Back in D.C., a coalition of media and consumer activists (not to mention a fair share of TWC/Comcast competitors) had been busy trying to dismantle the Adelphia/Time Warner/Comcast license transfer. (Both Chester and Schwartzman's groups are part of that coalition.) Time Warner and Comcast Cable jointly announced in April 2005 that they would scoop up the remaining assets of bankrupt cable operator Adelphia for $17.6 billion. FCC approval had been the final hurdle to that deal, which industry watchers now expect will be finalized by the end of the month.

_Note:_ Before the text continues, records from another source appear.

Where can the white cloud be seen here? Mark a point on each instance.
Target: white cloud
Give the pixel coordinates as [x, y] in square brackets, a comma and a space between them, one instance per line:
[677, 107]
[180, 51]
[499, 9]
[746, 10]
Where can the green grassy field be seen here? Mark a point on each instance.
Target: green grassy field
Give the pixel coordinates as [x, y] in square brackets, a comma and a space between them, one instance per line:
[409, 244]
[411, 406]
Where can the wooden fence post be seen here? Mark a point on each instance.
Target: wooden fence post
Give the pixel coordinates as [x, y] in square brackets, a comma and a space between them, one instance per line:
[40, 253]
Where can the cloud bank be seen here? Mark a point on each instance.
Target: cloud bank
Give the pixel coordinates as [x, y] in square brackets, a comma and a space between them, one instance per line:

Within four months of the merger announcement the FCC had received more than 10,000 e-mails asking it to block the transfer of Adelphia's licenses to Time Warner & Comcast, and numerous protests have been filed since. Opponents argue the merger shortchanges consumers and tightens the stranglehold the nation's two largest cable companies already have over content provision. “Now that this deal is approved, Comcast and Time Warner will have their clout greatly enhanced, without the needed safeguards to promote real competition and, more importantly, content diversity,” says Chester.
With the Adelphia deal as good as clinched, the coalition is now focusing its attention on the phone monopoly -- specifically the proposed $67 billion merger of AT&T and BellSouth, which was announced in March and is currently slated for FCC review. The merger would create the largest phone company in the country -- controlling nearly half the lines. The coalition warned of a “re-monopolization of the U.S. telecommunications industry” in a June 30 petition to the FCC. Notwithstanding the optimism of Schwartzman and others, if past decisions by the Republican-stacked commission are any indication, the activists may be fighting a losing battle. Party on!
Christopher Moraff is a Philadelphia-based writer and reporter. He last covered primary election reform for In These Times, and has recently written for Dollars & Sense Magazine and Entrepreneur Magazine.